During a recent feminist of color mental health institute for Black and Latinx girls from three South L.A. high schools, students identified stress from caregiving, violence, and harassment (at school and online) as being the most pressing issues they confront on a daily basis. In intergenerational workshops with Shaunelle Curry, founder of Media Done Responsibly, and storyteller/poet Jaden Fields, they discussed self-care and community empowerment strategies, and explored the power of creative writing as healing and resistance, drawing upon Black lesbian poet Audre Lourde’s maxim about self-care as a political act. Fittingly, newly appointed Black female California Surgeon General Nadine Burke Harris has identified preventing and addressing toxic stress among children as one of her highest priority agenda items. She notes that, far too often, “mental trauma is considered unrelated to medical care”.  This perception only reinforces the systemic denial of mental health care to Black girls.

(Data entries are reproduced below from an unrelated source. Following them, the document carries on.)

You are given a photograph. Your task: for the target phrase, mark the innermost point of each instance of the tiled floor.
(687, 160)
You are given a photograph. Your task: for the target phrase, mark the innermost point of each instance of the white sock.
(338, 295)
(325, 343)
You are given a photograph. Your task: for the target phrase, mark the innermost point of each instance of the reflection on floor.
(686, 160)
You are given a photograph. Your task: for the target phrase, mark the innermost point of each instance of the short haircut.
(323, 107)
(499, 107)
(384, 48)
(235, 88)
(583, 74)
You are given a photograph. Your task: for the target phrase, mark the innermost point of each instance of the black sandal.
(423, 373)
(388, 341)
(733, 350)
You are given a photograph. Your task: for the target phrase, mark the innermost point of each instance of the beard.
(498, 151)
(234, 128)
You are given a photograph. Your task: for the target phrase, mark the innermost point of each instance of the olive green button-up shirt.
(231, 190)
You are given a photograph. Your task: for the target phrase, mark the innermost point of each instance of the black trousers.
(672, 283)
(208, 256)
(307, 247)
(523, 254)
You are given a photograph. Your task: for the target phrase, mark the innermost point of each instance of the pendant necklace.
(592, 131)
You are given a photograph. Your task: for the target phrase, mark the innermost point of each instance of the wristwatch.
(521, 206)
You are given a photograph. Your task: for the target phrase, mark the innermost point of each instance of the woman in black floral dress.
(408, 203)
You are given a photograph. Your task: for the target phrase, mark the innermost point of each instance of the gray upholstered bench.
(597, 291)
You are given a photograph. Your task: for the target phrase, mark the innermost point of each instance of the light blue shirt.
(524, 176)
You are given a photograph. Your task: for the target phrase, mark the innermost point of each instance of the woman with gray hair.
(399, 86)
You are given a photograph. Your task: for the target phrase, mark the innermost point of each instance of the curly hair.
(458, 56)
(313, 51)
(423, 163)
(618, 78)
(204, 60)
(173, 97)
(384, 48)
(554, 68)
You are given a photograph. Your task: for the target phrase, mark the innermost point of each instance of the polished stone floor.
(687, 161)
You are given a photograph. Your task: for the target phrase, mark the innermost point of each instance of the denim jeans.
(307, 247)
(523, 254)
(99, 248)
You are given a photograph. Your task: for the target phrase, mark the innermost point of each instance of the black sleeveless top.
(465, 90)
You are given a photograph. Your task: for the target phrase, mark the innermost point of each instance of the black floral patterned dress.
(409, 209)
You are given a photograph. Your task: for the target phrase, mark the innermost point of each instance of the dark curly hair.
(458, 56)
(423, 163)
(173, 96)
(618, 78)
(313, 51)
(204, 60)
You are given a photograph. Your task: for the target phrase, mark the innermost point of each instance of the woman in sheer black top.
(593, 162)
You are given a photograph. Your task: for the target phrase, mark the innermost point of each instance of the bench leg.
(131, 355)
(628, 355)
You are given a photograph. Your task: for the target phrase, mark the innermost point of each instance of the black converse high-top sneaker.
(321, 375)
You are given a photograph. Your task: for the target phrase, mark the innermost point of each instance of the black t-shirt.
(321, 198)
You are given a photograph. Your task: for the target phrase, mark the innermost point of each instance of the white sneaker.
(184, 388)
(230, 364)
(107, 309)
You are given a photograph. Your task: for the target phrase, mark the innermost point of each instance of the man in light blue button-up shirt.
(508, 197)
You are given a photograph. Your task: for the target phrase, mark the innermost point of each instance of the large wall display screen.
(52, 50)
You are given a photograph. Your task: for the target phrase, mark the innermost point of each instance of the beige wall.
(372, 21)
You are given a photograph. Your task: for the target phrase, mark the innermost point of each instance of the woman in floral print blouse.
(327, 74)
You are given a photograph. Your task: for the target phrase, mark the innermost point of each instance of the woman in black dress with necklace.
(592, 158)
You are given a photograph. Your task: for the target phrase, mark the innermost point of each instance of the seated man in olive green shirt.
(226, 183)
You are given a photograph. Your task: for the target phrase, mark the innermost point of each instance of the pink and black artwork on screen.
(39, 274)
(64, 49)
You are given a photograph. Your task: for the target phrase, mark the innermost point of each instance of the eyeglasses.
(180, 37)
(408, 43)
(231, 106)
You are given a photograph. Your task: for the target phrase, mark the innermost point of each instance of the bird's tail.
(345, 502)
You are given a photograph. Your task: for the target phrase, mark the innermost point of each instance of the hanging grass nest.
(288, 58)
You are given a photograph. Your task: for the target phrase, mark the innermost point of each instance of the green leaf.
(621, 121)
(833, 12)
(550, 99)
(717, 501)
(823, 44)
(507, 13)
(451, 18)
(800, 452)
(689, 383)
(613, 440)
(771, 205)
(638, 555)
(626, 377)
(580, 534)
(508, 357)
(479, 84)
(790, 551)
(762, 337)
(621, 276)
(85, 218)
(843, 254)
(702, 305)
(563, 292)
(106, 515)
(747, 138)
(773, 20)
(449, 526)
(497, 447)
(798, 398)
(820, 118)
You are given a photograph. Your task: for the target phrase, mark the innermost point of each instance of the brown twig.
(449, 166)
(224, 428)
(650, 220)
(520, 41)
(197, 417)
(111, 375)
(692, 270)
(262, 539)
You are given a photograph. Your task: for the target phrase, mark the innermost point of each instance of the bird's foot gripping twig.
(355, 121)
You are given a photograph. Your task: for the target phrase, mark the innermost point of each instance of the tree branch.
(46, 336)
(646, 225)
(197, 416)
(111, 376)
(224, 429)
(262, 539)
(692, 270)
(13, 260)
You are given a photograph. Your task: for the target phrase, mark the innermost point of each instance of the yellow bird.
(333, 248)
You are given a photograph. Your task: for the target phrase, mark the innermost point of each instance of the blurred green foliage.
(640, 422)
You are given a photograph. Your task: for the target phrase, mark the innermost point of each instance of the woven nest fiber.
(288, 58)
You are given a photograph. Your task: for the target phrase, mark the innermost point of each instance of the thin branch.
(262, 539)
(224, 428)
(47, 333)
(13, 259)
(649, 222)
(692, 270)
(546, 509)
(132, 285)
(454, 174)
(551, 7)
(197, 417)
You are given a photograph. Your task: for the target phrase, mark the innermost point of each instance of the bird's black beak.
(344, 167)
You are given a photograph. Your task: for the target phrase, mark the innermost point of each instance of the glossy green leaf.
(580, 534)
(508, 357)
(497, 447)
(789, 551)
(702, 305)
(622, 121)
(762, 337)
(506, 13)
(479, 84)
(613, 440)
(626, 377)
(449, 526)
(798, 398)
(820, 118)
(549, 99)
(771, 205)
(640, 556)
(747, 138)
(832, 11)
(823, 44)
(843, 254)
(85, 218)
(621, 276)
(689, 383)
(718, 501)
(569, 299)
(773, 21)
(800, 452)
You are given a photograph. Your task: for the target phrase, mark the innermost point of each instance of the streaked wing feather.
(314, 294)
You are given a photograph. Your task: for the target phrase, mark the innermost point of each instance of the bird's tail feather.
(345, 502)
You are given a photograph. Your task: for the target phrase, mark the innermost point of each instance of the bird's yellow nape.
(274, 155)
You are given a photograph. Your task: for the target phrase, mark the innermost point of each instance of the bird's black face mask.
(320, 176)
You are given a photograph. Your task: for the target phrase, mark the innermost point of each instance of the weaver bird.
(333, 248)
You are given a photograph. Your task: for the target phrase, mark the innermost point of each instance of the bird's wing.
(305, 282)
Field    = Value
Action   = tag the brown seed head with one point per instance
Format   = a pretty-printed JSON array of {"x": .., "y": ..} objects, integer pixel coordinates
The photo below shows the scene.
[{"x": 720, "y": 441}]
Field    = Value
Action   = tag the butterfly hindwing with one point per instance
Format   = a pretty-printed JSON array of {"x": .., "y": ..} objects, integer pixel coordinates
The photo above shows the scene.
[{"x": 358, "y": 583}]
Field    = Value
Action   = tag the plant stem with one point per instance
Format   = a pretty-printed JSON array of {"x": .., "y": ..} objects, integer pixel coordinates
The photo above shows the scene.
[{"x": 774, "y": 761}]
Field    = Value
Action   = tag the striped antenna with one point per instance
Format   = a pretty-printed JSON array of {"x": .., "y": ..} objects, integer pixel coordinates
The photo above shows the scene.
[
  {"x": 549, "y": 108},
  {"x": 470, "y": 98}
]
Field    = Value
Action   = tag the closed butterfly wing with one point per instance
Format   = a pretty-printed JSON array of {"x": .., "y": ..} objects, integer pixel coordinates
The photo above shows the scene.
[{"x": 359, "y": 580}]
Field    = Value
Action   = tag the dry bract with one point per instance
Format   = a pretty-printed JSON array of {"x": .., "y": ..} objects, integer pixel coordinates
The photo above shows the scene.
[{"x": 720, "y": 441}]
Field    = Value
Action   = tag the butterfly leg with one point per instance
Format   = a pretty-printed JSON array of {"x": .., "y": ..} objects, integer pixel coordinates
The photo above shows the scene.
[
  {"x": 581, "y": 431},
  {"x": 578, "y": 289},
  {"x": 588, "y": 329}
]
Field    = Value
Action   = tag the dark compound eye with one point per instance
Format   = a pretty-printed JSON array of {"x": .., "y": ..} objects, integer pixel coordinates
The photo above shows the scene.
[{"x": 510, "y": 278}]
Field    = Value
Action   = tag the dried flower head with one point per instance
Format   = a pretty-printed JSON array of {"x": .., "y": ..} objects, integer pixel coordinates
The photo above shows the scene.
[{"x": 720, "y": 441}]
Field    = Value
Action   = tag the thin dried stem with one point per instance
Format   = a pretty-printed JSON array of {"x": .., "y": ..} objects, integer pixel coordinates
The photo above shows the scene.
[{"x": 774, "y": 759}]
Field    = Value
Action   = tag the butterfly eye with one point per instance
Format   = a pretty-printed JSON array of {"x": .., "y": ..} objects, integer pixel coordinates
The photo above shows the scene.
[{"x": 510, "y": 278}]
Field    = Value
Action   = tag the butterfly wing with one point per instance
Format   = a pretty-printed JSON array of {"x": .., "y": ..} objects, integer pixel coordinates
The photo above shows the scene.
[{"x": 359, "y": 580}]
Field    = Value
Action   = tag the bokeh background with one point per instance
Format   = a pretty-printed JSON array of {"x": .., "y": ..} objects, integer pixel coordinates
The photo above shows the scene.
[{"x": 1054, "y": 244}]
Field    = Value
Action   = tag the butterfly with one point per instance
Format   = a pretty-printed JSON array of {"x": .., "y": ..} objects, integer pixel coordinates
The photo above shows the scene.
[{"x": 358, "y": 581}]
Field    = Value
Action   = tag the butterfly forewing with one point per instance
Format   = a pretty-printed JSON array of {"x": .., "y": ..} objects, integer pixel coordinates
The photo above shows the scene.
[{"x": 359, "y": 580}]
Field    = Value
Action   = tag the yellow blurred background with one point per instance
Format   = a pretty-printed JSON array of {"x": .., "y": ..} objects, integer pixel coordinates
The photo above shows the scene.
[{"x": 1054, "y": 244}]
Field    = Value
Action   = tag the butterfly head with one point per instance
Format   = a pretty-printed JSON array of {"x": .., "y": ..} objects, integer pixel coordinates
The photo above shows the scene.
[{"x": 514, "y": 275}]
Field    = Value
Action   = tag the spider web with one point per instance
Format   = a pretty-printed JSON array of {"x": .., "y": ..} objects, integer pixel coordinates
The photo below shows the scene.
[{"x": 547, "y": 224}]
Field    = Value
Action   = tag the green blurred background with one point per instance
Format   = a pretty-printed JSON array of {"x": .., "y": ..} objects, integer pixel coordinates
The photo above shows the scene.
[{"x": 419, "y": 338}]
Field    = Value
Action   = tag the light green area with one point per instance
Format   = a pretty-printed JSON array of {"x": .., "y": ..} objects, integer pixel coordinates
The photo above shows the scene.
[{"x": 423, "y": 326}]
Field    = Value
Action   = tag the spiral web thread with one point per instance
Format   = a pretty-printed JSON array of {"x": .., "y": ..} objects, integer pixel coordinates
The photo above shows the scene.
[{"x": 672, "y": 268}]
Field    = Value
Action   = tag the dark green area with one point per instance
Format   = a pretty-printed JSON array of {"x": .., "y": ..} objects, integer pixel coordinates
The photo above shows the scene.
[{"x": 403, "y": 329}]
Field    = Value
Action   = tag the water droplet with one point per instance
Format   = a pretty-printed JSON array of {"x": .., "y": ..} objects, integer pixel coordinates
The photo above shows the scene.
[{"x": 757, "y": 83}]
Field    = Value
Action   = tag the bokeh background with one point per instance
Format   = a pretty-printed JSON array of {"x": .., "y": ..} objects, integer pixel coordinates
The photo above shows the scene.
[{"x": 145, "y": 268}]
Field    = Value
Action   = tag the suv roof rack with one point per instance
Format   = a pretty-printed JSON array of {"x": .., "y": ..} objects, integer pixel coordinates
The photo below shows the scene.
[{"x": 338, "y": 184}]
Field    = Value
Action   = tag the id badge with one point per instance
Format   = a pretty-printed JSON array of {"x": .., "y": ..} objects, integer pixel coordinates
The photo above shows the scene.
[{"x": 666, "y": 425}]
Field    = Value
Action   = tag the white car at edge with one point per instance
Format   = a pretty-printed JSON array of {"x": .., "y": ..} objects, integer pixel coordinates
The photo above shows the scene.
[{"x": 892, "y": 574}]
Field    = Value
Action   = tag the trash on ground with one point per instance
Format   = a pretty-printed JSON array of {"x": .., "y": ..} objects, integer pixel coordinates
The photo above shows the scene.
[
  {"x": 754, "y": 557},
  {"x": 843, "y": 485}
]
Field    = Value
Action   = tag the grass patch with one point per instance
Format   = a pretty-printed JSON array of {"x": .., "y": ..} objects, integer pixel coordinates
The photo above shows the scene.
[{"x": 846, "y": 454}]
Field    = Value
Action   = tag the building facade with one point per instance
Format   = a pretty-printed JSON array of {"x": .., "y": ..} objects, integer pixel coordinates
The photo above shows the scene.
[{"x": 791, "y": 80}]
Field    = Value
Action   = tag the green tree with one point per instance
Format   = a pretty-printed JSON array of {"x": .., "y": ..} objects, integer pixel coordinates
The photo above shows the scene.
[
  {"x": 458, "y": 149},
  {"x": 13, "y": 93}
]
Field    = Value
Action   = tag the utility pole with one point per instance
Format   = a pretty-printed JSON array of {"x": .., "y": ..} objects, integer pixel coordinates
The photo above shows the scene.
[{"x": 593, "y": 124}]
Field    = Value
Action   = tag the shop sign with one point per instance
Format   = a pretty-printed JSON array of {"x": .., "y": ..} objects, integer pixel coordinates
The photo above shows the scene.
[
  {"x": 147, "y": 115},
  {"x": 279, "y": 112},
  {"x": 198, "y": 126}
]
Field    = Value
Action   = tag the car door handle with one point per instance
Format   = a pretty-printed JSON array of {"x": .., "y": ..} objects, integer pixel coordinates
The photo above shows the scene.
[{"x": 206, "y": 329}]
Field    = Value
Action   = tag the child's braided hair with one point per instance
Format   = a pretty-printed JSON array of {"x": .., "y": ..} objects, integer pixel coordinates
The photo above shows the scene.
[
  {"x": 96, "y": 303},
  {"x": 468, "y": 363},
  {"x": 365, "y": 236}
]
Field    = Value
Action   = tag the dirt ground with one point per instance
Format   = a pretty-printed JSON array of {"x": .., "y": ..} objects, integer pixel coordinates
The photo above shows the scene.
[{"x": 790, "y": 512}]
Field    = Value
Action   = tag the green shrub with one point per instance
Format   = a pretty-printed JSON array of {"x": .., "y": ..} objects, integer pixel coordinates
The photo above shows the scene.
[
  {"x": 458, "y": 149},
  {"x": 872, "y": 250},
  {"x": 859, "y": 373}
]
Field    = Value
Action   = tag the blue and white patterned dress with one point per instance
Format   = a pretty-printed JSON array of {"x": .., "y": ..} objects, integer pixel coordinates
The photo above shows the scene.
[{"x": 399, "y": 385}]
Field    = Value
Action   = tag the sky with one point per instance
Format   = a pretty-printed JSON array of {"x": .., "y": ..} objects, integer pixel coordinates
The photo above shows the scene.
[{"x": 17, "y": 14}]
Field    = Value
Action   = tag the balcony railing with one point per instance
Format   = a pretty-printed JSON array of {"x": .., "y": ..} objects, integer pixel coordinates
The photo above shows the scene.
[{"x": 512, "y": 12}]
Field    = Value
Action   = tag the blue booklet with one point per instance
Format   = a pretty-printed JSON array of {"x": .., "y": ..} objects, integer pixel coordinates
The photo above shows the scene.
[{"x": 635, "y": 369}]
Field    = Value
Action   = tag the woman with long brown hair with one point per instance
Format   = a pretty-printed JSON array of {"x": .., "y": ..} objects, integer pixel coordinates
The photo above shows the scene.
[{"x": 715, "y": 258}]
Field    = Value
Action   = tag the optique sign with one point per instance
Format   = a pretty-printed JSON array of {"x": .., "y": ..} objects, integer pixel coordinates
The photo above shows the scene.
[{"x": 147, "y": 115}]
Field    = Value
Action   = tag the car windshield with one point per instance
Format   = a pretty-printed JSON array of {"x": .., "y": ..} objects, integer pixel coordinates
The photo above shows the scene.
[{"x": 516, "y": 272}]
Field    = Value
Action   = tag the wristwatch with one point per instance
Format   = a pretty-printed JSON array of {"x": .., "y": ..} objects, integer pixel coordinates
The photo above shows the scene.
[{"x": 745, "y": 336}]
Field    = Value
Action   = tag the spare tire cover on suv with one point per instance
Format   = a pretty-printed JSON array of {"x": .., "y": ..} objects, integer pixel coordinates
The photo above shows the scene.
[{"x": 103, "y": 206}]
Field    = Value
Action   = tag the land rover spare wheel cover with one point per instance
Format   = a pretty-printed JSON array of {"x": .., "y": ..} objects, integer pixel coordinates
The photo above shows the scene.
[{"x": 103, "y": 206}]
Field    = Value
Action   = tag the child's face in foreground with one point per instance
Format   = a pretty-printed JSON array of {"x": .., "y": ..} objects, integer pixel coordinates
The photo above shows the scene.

Bell was killed a stone’s throw away from where LAPD officers gunned down 18 year-old Carnell Snell in the Westmont community near Washington Prep High School in 2017. The corridor is still dominated by fast food joints, storefront churches, 99 cent stores, and beauty salons. Pushing back against the absence of culturally responsive spaces for youth of color in Los Angeles, the Youth Justice Coalition (YJC) and other activist groups pressed for the passage of a Youth Reinvestment Act in the California Legislature. The 2019 Youth Reinvestment Grant fund provides $37.3 million to fund “diversion programs & community-based services for youth at risk of system involvement”. While the fund is a good start, it’s still a drop in the bucket, which is why the National Center for Youth Law is asking that the fund be boosted by another $100 million.  It is precisely because of the lack of educational, job training and therapeutic facilities in communities like South L.A. that Black and Latinx youth are at “greater risk” for becoming victims of violence and system-involved.  After a long battle with city and county government, YJC was recently victorious in its efforts to get an abandoned South L.A. jail facility converted to a new youth center for its community offices.  But, in most neighborhoods of color, the lack of access to designated youth spaces, coupled with high rates of criminalization and police suppression, make Black girls especially vulnerable to street violence, sexual violence, and domestic and intimate partner violence.

Speaking on the tragedy of Hannah’s killing last year, Rashad Mays pleaded, “Imagine if it was your daughter that was taken.  I’m asking the community to come forward and help us out.”  We owe it to Hannah and all the other victims of “normalized” gun violence right here in our communities to make their lives visible.